- Born: 22 June 1911 Bad Gandersheim, Germany
- Died: 21 October 2005 (aged 94) Berlin, Germany
- Education: University of Danzig
- Occupation: Aerospace engineer
- Known for: Aerodynamics research
- Honours: Medal of Honour from the Wessex Institute of Technology

= Wolfgang Liebe =

German aeronautical engineer (1911–2005)

Wolfgang Liebe (22 June 1911 in Bad Gandersheim, Germany – 21 October 2005 in Berlin, Germany) was a German aerospace engineer and pioneer in aerodynamics, specialising in research to avoid stall in airfoils. He introduced the concept of wing fences. They obstruct span-wise airflow along the wing, and are widely used specifically in early swept-wing designs.

== Biography ==
Raised in Cottbus, Germany, Liebe attended the University of Danzig, receiving his degree in aircraft engineering in 1936. Very early on he had decided to become an aircraft engineer, having been an intern at the Junkers aircraft factory in Dessau. After university he joined the Deutsche Versuchsanstalt für Luftfahrt (DVL, German Research Institute for Aviation) and concentrated on the problem of preventing stall. DVL was one of the foremost aircraft research facilities in Germany at the time. To this end he tried out various devices to increase safety on a Bf 109. These trials led to a patent being granted in 1938: “Device to avoid the spread of flow disturbances”.

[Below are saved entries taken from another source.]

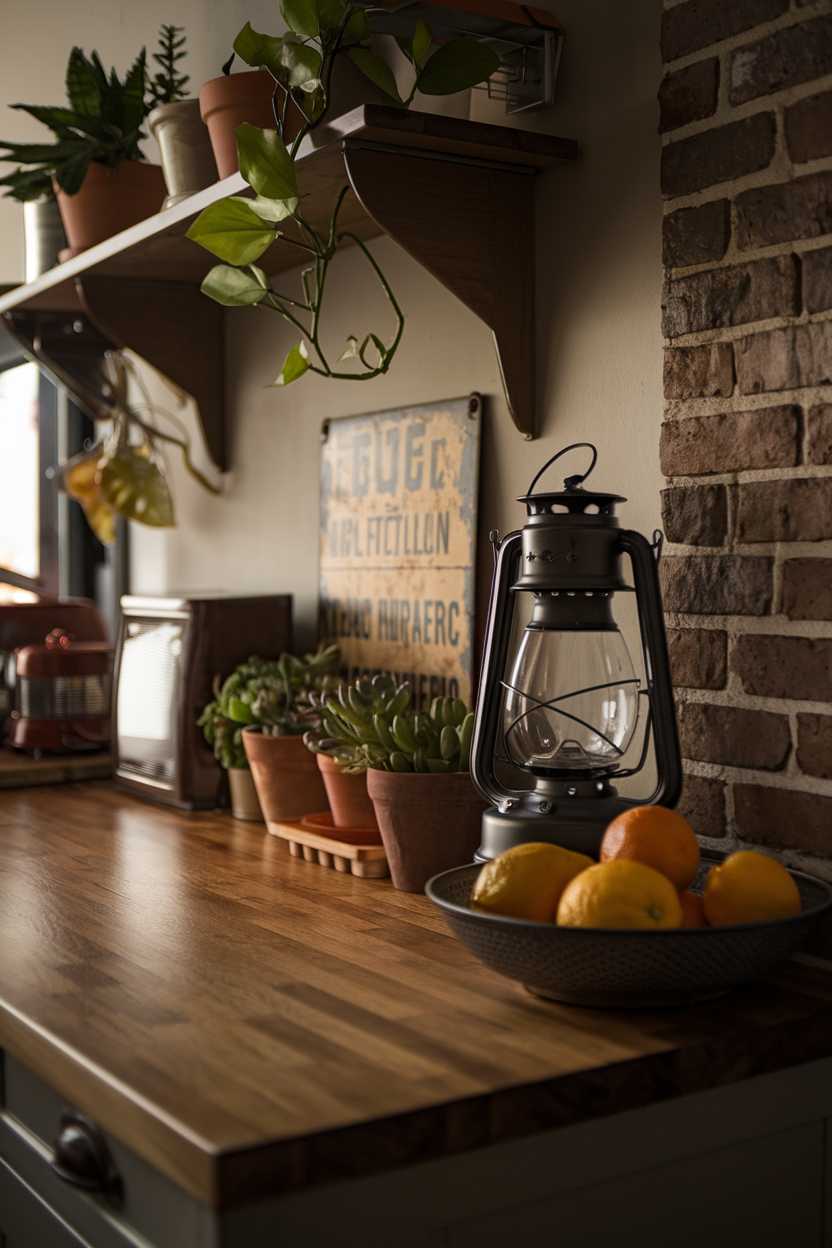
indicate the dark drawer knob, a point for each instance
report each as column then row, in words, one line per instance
column 81, row 1156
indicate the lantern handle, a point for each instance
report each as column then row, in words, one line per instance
column 570, row 482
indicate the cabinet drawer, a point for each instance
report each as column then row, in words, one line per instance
column 147, row 1212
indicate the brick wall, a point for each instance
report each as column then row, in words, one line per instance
column 746, row 444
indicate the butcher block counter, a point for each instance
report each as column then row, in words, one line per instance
column 271, row 1052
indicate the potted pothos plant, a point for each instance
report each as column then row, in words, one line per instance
column 176, row 124
column 301, row 66
column 273, row 709
column 95, row 164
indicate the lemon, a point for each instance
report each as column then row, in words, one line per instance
column 620, row 894
column 527, row 881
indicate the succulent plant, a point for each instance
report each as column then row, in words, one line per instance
column 371, row 724
column 273, row 694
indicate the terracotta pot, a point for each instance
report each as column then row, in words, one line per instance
column 185, row 147
column 286, row 776
column 110, row 200
column 429, row 823
column 243, row 795
column 348, row 798
column 226, row 102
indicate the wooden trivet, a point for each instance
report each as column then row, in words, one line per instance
column 368, row 861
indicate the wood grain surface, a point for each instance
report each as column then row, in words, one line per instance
column 252, row 1023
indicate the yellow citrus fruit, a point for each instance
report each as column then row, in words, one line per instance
column 620, row 894
column 656, row 836
column 750, row 887
column 528, row 880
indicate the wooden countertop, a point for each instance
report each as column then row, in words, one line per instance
column 251, row 1023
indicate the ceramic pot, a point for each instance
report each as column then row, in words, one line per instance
column 44, row 237
column 110, row 200
column 286, row 776
column 428, row 823
column 185, row 147
column 226, row 102
column 243, row 795
column 348, row 798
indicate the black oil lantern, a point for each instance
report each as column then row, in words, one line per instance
column 564, row 704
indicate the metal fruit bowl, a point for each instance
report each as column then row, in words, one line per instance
column 625, row 969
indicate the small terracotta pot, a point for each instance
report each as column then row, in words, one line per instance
column 287, row 780
column 243, row 795
column 185, row 147
column 348, row 798
column 110, row 200
column 429, row 823
column 226, row 102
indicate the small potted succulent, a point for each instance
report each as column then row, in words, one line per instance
column 275, row 710
column 223, row 734
column 176, row 124
column 101, row 181
column 425, row 803
column 344, row 745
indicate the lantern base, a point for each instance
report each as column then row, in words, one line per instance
column 575, row 824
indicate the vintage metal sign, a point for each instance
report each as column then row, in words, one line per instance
column 398, row 536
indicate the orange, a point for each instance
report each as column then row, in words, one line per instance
column 620, row 894
column 692, row 909
column 527, row 881
column 750, row 887
column 657, row 838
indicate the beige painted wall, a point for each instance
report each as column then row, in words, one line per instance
column 599, row 283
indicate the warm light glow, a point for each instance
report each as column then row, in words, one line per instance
column 589, row 684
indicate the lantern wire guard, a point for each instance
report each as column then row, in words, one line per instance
column 571, row 740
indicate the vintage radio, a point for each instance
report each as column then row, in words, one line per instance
column 56, row 673
column 170, row 649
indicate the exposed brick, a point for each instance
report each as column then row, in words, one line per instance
column 695, row 516
column 731, row 442
column 807, row 589
column 815, row 745
column 699, row 372
column 697, row 657
column 785, row 511
column 717, row 155
column 731, row 296
column 692, row 236
column 785, row 358
column 702, row 804
column 729, row 584
column 817, row 280
column 689, row 94
column 808, row 127
column 786, row 58
column 734, row 736
column 699, row 23
column 783, row 819
column 801, row 209
column 785, row 667
column 820, row 434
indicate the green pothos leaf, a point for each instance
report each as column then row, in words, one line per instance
column 295, row 365
column 232, row 231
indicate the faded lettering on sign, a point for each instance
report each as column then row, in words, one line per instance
column 398, row 533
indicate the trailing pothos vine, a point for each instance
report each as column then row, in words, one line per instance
column 238, row 230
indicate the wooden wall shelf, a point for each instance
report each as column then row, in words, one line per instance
column 457, row 195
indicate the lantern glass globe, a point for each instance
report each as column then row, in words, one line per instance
column 573, row 702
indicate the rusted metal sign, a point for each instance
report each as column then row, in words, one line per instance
column 398, row 536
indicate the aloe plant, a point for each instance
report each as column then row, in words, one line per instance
column 238, row 231
column 371, row 724
column 102, row 125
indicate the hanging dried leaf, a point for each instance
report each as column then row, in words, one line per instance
column 134, row 483
column 80, row 479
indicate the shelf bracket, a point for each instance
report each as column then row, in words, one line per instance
column 470, row 224
column 177, row 331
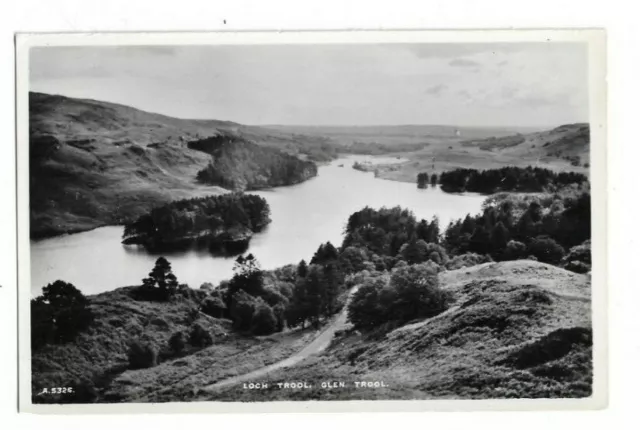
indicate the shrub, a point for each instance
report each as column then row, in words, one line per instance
column 467, row 260
column 365, row 310
column 577, row 267
column 264, row 320
column 142, row 355
column 59, row 314
column 207, row 286
column 546, row 250
column 353, row 259
column 199, row 336
column 514, row 250
column 580, row 253
column 241, row 310
column 213, row 306
column 177, row 342
column 412, row 292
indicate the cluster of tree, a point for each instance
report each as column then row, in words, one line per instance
column 237, row 164
column 161, row 285
column 424, row 179
column 504, row 234
column 411, row 292
column 224, row 223
column 59, row 314
column 383, row 232
column 528, row 179
column 252, row 304
column 266, row 302
column 317, row 287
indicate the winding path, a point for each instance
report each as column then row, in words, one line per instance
column 319, row 344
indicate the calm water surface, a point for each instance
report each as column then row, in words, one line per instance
column 303, row 216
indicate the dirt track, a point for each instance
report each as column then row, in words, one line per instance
column 319, row 344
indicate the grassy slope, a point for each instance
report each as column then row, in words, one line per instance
column 100, row 168
column 490, row 343
column 95, row 163
column 100, row 353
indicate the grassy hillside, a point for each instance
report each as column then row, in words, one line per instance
column 519, row 329
column 94, row 163
column 96, row 361
column 241, row 165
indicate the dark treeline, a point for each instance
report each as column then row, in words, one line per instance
column 224, row 223
column 505, row 233
column 424, row 179
column 240, row 165
column 528, row 179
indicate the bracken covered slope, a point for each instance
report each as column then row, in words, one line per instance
column 518, row 329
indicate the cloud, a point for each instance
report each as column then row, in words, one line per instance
column 436, row 90
column 463, row 62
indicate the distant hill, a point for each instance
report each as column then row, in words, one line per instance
column 95, row 163
column 568, row 142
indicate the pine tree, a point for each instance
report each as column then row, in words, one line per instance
column 499, row 239
column 303, row 269
column 162, row 278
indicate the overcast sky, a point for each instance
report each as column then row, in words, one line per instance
column 518, row 84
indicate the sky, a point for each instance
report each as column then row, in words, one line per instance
column 510, row 84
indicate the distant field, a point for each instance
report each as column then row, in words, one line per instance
column 564, row 148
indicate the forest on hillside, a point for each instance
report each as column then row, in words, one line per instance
column 528, row 179
column 237, row 164
column 223, row 223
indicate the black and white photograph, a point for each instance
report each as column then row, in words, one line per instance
column 294, row 219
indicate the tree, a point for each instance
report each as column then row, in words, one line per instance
column 514, row 250
column 302, row 269
column 413, row 292
column 423, row 180
column 546, row 250
column 480, row 240
column 325, row 253
column 177, row 342
column 247, row 276
column 242, row 309
column 332, row 281
column 264, row 320
column 499, row 238
column 352, row 259
column 199, row 336
column 314, row 291
column 297, row 312
column 213, row 306
column 365, row 310
column 59, row 314
column 142, row 355
column 161, row 284
column 414, row 251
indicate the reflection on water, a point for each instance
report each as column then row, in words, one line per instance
column 303, row 216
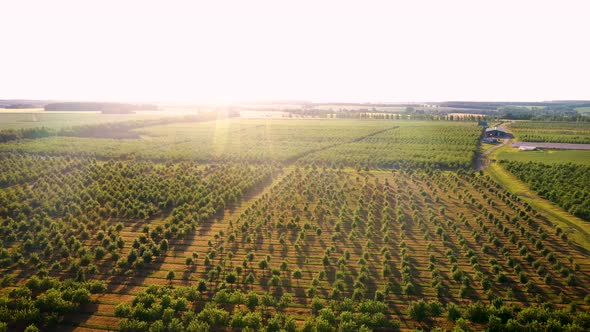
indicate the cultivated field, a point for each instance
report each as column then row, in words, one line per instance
column 316, row 225
column 546, row 131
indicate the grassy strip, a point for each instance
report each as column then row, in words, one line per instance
column 577, row 229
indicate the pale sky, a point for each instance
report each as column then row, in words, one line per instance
column 356, row 51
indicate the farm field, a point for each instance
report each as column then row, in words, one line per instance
column 567, row 185
column 384, row 144
column 546, row 131
column 18, row 119
column 277, row 224
column 546, row 156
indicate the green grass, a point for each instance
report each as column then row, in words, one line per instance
column 545, row 156
column 583, row 110
column 35, row 118
column 577, row 229
column 551, row 131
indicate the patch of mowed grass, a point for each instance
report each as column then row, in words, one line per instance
column 546, row 156
column 36, row 118
column 577, row 229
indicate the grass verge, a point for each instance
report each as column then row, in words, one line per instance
column 578, row 230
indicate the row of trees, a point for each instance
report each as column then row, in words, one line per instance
column 567, row 185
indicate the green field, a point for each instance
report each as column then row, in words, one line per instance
column 9, row 119
column 583, row 110
column 548, row 131
column 545, row 156
column 270, row 225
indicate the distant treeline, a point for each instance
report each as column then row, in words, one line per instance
column 408, row 114
column 553, row 113
column 562, row 104
column 100, row 107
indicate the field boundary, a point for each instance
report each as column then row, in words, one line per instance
column 578, row 229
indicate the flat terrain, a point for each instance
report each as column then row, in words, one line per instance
column 287, row 223
column 558, row 146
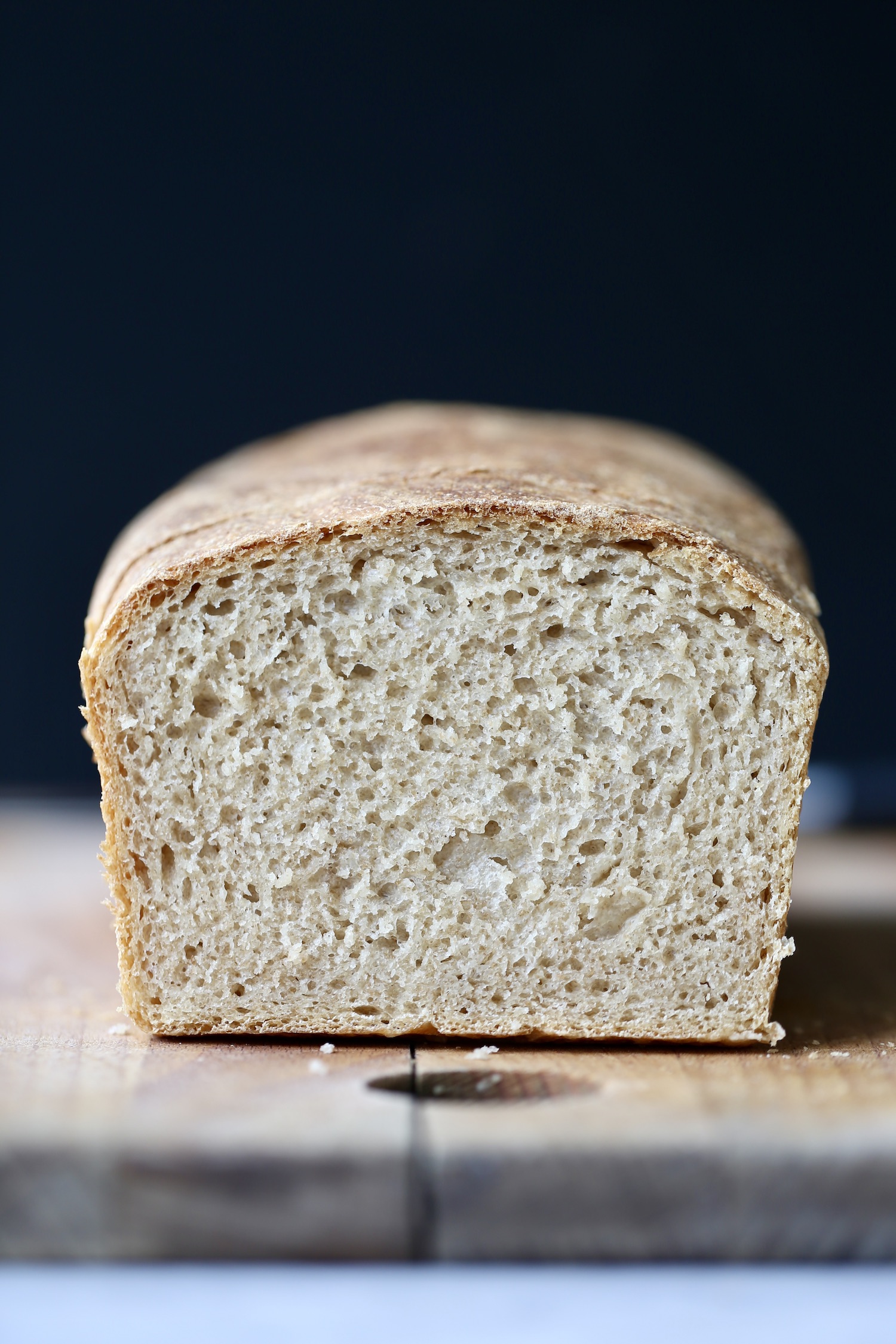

Starting in 1941 he was working at the aeronautics research institute in Prague-Letňany. After the war he was taken prisoner there and put into a train eastbound. Somehow he ended up in Belgrade, Yugoslavia and put in charge of the development of a high performance glider aircraft. In 1951 he was allowed to come back to Germany and got his Ph.D. in aircraft engineering from the University of Hannover. The thesis had the title “Reasons and Rules for Stall in Aircraft”.

In 1955 he was appointed Professor at Technische Universität Berlin for “Aerodynamics of Airfoils” and retired in 1976. After retirement he continued research and received the Medal of Honour from the Wessex Institute of Technology in 2004 for "outstanding contributions to aerodynamic science and technology“.